To use browser WebGL libs, like three.js, several additional interfaces must also be provided to mimic the browser.
- Package glfw-raub provides window/context handling and additional browser-like interfaces.
- Package image-raub loads and serves the image data as web Image would.
Those two are bundled into the 3d-core-raub in a following manner:
const image = require('image-raub');
const webgl = require('webgl-raub');
const { Document } = require('glfw-raub');
Document.setImage(image); // plug this Image impl into the Document
Document.setWebgl(webgl); // plug this WebGL impl into the Document
const doc = new Document();
global.document = global.window = doc;
const canvas = document.createElement('canvas'); // === doc
const gl = canvas.getContext('webgl'); // === webgl
You can optionally call webgl.init()
after the GL context becomes available - this translates
into a glewInit()
call. See GLEW docs for what
it does and if you need it (probably "yes"?).

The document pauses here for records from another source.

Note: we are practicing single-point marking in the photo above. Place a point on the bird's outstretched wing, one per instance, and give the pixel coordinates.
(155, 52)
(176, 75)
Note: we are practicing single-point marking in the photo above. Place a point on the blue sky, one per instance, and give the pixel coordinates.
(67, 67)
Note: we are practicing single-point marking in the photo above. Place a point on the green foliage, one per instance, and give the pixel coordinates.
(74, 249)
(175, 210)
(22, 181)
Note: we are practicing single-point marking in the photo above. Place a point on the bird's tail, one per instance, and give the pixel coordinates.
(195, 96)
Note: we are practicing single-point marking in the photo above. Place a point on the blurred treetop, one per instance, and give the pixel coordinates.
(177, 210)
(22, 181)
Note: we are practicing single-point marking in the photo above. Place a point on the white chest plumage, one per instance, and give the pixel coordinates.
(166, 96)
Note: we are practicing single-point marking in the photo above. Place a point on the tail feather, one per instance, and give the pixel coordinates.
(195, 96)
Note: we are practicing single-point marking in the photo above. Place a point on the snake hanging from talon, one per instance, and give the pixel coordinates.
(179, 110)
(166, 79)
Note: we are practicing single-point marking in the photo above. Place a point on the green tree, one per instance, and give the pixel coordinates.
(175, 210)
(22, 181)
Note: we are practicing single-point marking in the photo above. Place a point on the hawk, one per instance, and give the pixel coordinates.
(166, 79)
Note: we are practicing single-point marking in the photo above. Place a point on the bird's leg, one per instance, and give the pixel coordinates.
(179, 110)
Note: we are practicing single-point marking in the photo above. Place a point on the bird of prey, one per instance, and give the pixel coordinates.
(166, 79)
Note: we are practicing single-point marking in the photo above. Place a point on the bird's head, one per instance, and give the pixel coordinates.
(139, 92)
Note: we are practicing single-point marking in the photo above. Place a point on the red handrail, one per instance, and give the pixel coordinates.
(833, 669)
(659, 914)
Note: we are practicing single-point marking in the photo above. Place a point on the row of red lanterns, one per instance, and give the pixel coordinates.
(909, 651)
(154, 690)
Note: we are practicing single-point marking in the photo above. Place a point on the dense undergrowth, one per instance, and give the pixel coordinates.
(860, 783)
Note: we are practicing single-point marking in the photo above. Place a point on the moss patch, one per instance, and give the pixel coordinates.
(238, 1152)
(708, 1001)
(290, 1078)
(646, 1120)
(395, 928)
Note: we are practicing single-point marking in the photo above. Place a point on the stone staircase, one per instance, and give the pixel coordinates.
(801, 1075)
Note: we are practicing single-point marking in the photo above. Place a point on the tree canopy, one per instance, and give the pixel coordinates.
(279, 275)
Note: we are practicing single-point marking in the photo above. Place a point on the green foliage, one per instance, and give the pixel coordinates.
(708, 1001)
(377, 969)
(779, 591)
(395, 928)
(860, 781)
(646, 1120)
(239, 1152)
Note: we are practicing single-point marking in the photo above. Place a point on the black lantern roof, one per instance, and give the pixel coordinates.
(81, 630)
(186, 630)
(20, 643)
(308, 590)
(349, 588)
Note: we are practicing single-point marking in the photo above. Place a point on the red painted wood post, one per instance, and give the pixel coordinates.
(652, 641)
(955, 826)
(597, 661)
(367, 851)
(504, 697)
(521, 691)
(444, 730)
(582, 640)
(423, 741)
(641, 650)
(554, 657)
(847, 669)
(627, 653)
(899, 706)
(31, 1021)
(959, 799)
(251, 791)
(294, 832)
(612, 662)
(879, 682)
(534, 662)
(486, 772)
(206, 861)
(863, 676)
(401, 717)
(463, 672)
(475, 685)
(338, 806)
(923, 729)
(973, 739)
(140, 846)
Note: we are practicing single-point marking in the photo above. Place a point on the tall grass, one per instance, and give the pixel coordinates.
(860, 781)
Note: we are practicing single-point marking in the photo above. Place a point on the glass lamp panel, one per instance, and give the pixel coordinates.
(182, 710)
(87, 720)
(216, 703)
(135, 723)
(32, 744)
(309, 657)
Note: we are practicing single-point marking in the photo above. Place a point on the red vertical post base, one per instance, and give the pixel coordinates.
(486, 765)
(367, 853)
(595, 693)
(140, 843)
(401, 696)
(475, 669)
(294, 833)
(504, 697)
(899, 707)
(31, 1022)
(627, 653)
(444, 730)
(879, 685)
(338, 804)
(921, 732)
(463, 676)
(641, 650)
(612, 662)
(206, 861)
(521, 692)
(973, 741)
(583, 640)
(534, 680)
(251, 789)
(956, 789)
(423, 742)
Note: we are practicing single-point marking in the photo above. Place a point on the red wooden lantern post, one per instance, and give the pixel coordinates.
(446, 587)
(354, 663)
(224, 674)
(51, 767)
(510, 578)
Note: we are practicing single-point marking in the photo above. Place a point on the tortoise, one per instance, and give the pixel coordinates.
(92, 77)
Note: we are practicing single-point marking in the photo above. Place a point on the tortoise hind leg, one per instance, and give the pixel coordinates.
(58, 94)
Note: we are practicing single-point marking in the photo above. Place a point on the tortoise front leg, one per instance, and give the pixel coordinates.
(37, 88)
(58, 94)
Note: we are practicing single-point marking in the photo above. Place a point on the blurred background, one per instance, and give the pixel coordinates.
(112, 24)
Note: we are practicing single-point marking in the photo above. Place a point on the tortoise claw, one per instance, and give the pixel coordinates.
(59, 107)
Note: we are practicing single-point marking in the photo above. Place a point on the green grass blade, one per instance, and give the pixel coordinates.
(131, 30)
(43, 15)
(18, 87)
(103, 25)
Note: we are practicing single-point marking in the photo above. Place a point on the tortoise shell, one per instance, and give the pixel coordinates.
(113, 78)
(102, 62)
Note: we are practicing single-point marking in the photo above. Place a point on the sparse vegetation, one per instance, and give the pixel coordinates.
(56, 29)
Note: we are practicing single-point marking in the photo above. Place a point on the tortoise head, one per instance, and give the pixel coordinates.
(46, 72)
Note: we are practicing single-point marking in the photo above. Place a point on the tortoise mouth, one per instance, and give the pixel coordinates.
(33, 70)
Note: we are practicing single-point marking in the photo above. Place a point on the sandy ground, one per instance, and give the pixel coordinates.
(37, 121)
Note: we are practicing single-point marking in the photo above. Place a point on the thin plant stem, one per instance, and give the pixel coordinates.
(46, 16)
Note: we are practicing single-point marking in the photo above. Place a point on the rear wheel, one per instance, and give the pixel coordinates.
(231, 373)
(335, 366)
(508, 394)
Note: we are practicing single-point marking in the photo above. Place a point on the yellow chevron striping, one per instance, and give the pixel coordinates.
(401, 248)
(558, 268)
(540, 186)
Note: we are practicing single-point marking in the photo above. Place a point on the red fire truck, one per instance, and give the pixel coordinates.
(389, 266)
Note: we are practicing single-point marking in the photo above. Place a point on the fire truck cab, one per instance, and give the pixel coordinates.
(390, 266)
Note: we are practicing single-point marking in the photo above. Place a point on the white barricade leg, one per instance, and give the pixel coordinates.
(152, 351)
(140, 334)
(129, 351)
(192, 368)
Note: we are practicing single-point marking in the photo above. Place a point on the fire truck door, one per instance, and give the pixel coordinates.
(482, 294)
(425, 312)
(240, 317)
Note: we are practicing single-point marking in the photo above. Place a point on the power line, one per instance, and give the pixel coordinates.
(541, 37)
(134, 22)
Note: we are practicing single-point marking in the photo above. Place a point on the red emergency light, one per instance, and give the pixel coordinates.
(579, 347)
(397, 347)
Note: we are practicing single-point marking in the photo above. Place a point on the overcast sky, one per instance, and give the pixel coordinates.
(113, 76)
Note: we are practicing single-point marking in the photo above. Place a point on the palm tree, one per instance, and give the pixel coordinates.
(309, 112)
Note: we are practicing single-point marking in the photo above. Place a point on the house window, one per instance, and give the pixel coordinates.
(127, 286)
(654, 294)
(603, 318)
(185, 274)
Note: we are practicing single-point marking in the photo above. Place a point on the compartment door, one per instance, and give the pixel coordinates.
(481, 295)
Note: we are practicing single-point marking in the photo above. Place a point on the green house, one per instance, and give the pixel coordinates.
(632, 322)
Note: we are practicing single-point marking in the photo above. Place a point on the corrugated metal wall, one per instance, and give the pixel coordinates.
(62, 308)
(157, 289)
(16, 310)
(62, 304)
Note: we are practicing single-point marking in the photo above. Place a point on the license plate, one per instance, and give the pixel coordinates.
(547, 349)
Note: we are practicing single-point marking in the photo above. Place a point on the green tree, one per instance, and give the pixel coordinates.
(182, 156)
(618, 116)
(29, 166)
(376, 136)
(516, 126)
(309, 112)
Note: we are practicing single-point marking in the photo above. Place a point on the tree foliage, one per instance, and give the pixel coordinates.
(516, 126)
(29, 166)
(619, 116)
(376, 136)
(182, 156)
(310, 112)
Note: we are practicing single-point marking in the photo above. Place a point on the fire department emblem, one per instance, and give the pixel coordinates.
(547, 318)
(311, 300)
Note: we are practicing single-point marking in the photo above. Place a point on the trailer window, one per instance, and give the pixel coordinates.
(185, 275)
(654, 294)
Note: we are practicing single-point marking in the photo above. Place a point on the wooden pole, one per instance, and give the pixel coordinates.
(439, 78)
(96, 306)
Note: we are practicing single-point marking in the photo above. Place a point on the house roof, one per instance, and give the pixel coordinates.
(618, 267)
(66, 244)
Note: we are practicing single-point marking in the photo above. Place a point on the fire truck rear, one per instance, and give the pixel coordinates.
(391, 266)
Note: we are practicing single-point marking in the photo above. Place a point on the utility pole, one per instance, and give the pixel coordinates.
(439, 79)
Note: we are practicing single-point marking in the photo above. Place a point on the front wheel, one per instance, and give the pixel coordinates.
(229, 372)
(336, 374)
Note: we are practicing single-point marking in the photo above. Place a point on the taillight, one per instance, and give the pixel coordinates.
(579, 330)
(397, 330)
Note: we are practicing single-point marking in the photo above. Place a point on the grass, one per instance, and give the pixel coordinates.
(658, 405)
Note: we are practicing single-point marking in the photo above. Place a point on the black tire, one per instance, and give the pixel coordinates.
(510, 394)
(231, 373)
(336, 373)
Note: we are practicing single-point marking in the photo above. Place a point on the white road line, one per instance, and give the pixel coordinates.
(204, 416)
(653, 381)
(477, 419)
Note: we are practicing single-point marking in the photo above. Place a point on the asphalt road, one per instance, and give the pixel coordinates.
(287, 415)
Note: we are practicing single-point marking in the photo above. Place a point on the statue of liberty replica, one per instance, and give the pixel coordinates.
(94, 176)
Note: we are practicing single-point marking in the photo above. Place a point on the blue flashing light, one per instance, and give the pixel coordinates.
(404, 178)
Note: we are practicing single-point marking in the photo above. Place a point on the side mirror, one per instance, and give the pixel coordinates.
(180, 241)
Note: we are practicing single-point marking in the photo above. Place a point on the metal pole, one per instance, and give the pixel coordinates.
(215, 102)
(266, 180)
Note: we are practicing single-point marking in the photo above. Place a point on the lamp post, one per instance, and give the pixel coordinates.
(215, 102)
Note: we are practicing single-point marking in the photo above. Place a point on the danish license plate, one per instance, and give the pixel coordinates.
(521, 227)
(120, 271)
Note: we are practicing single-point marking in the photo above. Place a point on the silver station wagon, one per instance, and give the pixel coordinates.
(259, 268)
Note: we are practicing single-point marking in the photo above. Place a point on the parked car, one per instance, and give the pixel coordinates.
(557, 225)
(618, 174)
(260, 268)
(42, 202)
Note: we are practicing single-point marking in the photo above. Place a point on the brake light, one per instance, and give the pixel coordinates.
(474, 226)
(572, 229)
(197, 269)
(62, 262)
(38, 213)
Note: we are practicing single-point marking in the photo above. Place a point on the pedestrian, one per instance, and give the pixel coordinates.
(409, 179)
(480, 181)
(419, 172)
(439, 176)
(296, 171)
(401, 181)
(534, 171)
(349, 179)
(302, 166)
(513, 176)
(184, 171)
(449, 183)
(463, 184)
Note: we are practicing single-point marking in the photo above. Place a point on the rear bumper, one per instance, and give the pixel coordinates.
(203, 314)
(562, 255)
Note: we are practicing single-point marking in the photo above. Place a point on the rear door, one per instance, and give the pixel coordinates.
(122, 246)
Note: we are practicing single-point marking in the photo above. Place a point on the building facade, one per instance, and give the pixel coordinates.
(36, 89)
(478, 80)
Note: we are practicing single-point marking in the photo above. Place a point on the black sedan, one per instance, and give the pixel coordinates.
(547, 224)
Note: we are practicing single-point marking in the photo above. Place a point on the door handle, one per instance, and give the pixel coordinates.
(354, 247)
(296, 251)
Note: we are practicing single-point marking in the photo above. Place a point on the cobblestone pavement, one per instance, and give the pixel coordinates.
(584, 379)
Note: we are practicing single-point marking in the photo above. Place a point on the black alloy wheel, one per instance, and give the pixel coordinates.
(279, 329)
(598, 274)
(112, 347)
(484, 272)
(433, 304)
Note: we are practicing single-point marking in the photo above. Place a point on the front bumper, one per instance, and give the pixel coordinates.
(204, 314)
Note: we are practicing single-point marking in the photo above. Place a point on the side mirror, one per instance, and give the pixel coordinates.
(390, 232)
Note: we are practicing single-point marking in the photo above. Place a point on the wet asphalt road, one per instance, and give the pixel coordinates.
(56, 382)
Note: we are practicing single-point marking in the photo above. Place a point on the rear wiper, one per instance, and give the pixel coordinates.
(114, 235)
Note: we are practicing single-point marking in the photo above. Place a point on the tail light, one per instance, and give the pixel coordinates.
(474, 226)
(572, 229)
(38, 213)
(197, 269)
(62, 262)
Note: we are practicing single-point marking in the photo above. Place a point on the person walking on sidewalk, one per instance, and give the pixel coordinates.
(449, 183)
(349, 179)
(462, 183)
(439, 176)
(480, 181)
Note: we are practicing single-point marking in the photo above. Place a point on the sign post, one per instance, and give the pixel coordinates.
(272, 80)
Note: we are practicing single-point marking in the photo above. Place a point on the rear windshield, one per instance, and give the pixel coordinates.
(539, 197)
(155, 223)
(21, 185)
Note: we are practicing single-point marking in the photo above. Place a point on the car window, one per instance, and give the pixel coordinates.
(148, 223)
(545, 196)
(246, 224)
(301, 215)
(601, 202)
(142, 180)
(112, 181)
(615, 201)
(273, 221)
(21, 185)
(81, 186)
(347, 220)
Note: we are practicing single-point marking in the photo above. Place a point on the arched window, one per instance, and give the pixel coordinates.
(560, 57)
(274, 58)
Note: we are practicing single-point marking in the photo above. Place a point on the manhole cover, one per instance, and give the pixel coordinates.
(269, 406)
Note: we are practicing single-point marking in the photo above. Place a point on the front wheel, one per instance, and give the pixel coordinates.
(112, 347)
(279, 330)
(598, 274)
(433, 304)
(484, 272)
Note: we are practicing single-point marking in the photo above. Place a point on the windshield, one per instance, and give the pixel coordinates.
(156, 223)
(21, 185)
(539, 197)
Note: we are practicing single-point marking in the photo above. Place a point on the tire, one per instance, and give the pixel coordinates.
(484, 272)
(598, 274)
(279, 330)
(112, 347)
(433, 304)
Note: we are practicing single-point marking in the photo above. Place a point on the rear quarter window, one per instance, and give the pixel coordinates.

OSX Note: some features may depend on OpenGL profile being used. Core profile is necessary for VAO and other OpenGL 3.2+ features. Depending on your windowing backend, set the OpenGL profile of your preference. In case glfw-raub is used, the profile can be set through the
Window
/Document
constructor or withglfw.windowHint
calls.
- three.js - known to work well on Node.js with this implementation of WebGL.
- PixiJS - seems to work with some minor hacks, as proven by this example.
Using node-3d-core, you can skip setting up most environment features for those libs.